NOTÍCIAS DO DEPARTAMENTO

CONFIGURAÇÕES DO RACISMO NO BRASIL SÃO QUESTÕES PARA A PSICANÁLISE?


MARIA AUXILIADORA DE ALMEIDA CUNHA ARANTES [1]

 

 

A teoria psicanalítica freudiana e, mais especificamente, os textos de Freud que formulam o pensamento sobre a cultura se tornam, cada vez mais, indispensáveis aos que procuram as implicações da cultura sobre a construção da subjetividade.
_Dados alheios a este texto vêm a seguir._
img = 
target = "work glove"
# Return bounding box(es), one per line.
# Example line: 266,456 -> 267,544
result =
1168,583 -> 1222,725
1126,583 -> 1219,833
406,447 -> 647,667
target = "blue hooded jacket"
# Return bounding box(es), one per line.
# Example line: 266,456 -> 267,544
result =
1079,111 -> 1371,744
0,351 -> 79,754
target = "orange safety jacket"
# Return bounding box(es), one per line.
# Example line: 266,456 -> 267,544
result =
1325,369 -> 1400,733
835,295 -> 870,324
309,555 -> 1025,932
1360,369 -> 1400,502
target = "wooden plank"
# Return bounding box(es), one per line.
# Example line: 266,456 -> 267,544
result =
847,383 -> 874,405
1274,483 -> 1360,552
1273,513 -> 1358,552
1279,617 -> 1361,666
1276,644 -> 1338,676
O entrelaçamento cultura e subjetividade é produto do vínculo essencial entre a história da espécie e a história singular e se desvela na história do sujeito atravessado pelas vicissitudes desta relação. A história da qual cada um se apropria é um fazer permanente, sobredeterminado pela necessidade e afetado pelo desejo. Simultaneamente a dor e prazer/desprazer são acólitos neste caminho que é percorrido entre marcas, povoado de vestígios, nenhum deles inocente e sem sentido. Prazer e desprazer são princípios do funcionamento psíquico; “dor uma experiência do excesso, originária do campo da destrutividade e da crueldade”.  

Entre as manifestações da crueldade e da dor presentes nas raízes da fundação do nosso país, o racismo e a violência são expressões do modelo de predação e rapinagem dos povos aqui encontrados, modelo este que os europeus, então recém-chegados, exerceram e mantiveram como prática de colonização.
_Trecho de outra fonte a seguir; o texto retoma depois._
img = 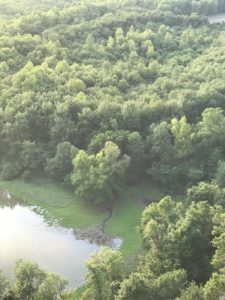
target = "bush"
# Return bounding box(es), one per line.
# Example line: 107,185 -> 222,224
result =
1,161 -> 22,180
45,142 -> 78,181
21,141 -> 46,172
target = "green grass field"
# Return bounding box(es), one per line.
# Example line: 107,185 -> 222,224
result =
0,177 -> 177,298
0,177 -> 105,228
0,177 -> 166,257
106,183 -> 165,256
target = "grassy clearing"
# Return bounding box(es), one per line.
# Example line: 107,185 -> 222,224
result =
106,182 -> 165,257
0,177 -> 179,298
0,177 -> 105,229
0,177 -> 175,258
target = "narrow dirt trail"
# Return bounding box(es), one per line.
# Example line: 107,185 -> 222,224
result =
100,203 -> 113,233
73,203 -> 115,246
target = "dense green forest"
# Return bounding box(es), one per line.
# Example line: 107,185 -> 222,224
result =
1,0 -> 225,194
1,0 -> 225,298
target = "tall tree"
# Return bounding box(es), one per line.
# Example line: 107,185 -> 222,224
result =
82,247 -> 123,300
71,142 -> 130,205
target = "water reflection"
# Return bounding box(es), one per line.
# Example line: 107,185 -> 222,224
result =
0,190 -> 24,208
0,192 -> 100,287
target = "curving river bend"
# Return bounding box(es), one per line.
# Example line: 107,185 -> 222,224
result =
0,191 -> 120,287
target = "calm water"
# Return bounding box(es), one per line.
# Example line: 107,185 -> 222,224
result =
0,191 -> 100,287
208,13 -> 225,23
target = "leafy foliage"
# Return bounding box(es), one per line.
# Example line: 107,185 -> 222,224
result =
10,259 -> 67,300
0,0 -> 224,195
1,0 -> 225,298
71,142 -> 130,204
80,197 -> 225,299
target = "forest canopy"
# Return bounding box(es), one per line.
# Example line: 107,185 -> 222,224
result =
0,0 -> 225,200
1,0 -> 225,299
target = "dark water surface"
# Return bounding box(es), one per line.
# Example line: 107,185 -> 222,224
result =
0,191 -> 100,287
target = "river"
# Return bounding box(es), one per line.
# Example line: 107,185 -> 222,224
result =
208,13 -> 225,23
0,191 -> 102,288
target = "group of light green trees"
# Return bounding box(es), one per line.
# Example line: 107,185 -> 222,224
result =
1,0 -> 225,298
76,183 -> 225,299
0,260 -> 68,300
0,0 -> 225,198
2,186 -> 225,299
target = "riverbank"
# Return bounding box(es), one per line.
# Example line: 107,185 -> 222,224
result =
0,177 -> 164,257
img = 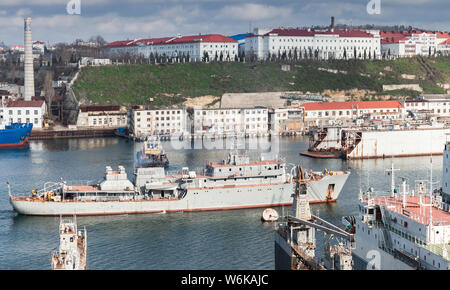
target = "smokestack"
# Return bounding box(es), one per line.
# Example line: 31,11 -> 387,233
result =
331,16 -> 335,32
24,17 -> 35,101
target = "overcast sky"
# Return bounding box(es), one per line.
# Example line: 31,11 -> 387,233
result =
1,0 -> 449,45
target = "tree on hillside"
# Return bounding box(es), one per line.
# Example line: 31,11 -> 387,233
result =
43,71 -> 55,118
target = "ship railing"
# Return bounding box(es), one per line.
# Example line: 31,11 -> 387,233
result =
64,180 -> 98,186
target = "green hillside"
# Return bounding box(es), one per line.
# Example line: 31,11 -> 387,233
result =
72,56 -> 450,106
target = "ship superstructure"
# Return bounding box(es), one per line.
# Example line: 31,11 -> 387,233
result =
136,137 -> 169,168
51,217 -> 87,270
9,152 -> 350,216
352,164 -> 450,270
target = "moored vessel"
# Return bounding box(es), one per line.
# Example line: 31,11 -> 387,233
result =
9,152 -> 350,216
350,163 -> 450,270
51,217 -> 87,270
136,137 -> 169,168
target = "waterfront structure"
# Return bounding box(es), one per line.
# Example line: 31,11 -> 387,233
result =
352,164 -> 450,270
269,108 -> 303,135
106,34 -> 238,62
193,107 -> 268,136
301,100 -> 405,127
129,107 -> 187,138
51,217 -> 87,270
404,94 -> 450,117
245,22 -> 381,61
24,18 -> 34,101
76,106 -> 127,128
304,123 -> 450,160
5,100 -> 46,129
9,152 -> 350,216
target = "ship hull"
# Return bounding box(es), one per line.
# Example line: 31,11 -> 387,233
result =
0,123 -> 32,148
10,173 -> 349,216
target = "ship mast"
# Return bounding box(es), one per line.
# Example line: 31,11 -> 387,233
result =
386,163 -> 399,197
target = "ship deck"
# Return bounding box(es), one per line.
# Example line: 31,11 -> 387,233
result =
363,195 -> 450,226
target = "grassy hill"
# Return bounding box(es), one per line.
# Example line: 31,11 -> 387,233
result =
72,56 -> 450,106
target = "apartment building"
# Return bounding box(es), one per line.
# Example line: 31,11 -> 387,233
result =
129,107 -> 187,138
107,34 -> 238,62
193,107 -> 269,136
301,101 -> 405,127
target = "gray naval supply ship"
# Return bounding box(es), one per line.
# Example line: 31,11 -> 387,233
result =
9,152 -> 350,216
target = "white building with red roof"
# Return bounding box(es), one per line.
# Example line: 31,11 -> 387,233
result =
438,38 -> 450,56
244,26 -> 381,60
380,30 -> 445,57
106,34 -> 238,62
301,100 -> 405,127
3,100 -> 46,129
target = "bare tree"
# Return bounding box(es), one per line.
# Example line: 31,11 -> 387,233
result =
43,71 -> 55,118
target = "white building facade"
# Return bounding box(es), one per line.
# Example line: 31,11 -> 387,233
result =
3,100 -> 46,129
107,34 -> 238,62
404,95 -> 450,117
245,27 -> 381,60
76,106 -> 128,128
193,107 -> 269,136
129,107 -> 187,137
301,101 -> 405,127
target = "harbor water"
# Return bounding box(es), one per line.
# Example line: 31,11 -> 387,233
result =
0,136 -> 443,269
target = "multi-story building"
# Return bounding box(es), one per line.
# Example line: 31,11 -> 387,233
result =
269,108 -> 304,135
129,107 -> 187,138
76,106 -> 128,128
245,26 -> 380,60
380,30 -> 446,57
106,34 -> 238,62
301,101 -> 405,127
404,94 -> 450,117
193,107 -> 269,136
3,100 -> 46,129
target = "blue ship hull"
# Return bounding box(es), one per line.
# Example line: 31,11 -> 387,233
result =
0,123 -> 33,148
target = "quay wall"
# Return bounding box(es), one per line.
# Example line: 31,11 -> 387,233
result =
30,128 -> 115,140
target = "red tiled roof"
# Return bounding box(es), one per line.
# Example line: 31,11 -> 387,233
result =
107,34 -> 237,48
439,39 -> 450,45
7,100 -> 45,108
301,101 -> 404,111
436,32 -> 450,39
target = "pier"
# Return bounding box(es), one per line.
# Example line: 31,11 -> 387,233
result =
30,128 -> 116,140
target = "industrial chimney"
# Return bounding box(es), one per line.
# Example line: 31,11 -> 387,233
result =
24,17 -> 35,101
331,16 -> 335,32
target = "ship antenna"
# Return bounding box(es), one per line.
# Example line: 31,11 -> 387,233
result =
6,181 -> 12,197
386,162 -> 399,197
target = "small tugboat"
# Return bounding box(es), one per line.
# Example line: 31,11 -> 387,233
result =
136,136 -> 169,168
51,216 -> 87,270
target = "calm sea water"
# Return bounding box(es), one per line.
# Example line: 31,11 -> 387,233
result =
0,136 -> 443,269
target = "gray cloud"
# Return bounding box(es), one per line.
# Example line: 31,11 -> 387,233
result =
0,0 -> 448,45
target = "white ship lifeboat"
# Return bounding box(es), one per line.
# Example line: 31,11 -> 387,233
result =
261,208 -> 279,222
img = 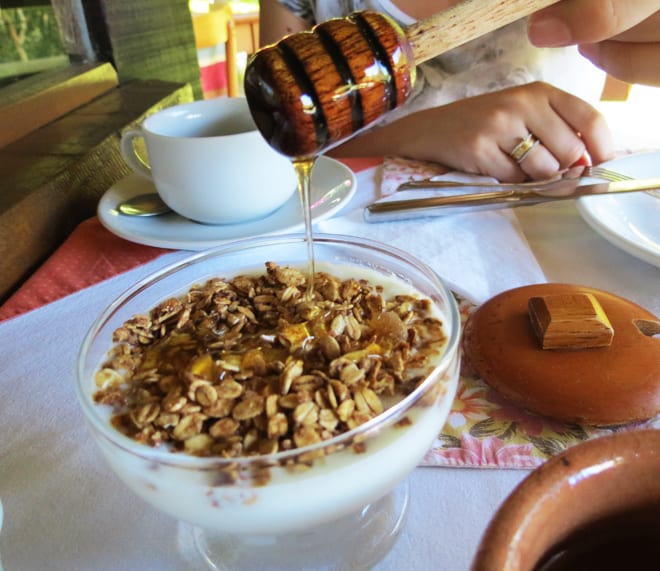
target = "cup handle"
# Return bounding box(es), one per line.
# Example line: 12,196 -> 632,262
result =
120,127 -> 152,180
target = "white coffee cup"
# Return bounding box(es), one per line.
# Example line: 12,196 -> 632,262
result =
120,97 -> 297,225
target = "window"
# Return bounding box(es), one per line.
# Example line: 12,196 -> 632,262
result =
0,2 -> 68,87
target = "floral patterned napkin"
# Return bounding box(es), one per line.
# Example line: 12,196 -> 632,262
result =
379,155 -> 455,196
421,294 -> 659,469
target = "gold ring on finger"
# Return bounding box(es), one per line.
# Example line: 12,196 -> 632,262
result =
509,133 -> 540,163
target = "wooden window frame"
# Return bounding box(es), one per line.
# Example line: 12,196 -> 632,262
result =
0,0 -> 201,301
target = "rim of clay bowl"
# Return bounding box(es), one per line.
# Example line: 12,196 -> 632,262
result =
471,428 -> 660,571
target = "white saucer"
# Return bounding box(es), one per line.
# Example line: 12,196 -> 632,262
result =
576,151 -> 660,268
98,156 -> 357,250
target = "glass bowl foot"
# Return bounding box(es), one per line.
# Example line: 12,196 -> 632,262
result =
177,479 -> 410,571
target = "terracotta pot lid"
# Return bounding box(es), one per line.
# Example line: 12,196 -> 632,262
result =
462,283 -> 660,425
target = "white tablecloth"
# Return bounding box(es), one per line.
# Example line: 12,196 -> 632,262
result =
0,165 -> 657,571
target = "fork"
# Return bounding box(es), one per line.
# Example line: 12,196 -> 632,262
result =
582,166 -> 632,182
396,164 -> 654,192
587,166 -> 660,198
396,165 -> 622,191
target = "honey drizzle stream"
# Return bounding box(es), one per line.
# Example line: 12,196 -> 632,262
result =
292,157 -> 317,299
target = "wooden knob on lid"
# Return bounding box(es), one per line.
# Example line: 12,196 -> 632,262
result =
528,293 -> 614,350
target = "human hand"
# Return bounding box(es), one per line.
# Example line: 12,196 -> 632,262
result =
335,82 -> 614,182
528,0 -> 660,85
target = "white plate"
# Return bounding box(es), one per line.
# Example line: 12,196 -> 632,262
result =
576,151 -> 660,268
98,156 -> 356,250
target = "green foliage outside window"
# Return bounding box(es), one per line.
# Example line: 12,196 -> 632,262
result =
0,6 -> 65,63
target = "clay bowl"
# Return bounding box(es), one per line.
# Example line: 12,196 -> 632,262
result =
471,429 -> 660,571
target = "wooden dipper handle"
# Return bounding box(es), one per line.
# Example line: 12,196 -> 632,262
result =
245,0 -> 560,159
407,0 -> 561,65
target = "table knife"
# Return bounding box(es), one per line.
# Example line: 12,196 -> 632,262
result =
364,177 -> 660,223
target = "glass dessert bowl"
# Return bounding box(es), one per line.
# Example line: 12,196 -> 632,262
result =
76,234 -> 461,570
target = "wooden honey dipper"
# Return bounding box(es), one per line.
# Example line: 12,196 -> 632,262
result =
244,0 -> 560,158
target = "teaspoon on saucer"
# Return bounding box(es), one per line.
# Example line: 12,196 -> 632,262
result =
117,193 -> 172,216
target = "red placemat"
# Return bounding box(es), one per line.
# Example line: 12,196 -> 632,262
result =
0,218 -> 174,322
No Relatório ao Comitê Contra a Tortura elaborado pelo Ministério da Justiça, em 2000, Luciano Mariz Maia fez uma análise demonstrando que, no Brasil, a colonização portuguesa implantou a prática da tortura e de tratamentos desumanos, degradantes e cruéis, e que as penas corporais eram o principal instrumento de punição dos mais diversos tipos de delito, conforme determinava a Coroa Portuguesa. “A formação do Estado brasileiro realçou a origem patrimonialista do processo de colonização, quando a Coroa Portuguesa confiou a empreendedores privados a exploração das capitanias hereditárias, em que os donatários também tinham ‘direito à designação de capitães e governadores’ (...) e também toda a jurisdição cível e criminal, incluindo a alta justiça (pena de morte e talhamento de membro) relacionada com os peões, índios e escravos”.  

 

A escravização do negro, que vigorou oficialmente no Brasil até 1888, deixou marca indelével na nossa história e os incontáveis estudos sobre sua vigência não esgotam e nem exorcizam a barbárie perpetrada pelos portugueses, pelos brasileiros e compartilhada pela sociedade. Maia retoma um estudo de Luiz Felipe Alencastro que descreve a escravização dos negros africanos trazidos para o Brasil como uma política de desenraizamento, de dessocialização e decorrente despersonalização dos escravizados. “Desembarcado nos postos da América portuguesa, mais uma vez submetido à venda, o africano costumava ser surrado ao chegar à fazenda. (...) A primeira hospedagem que [os senhores] lhes fazem, logo que comprados e aparecem na sua presença, é mandá-los açoitar rigorosamente (...)”.  

 

A tortura na Colônia e no Império e até 1888 foi sustentada como um recurso do poder político para garantir o poder econômico e a riqueza, “pois os escravos, mesmo sendo considerados mercadorias, foram inequivocamente os principais produtores da riqueza do país: da extração do ouro, da produção do tabaco e do açúcar”.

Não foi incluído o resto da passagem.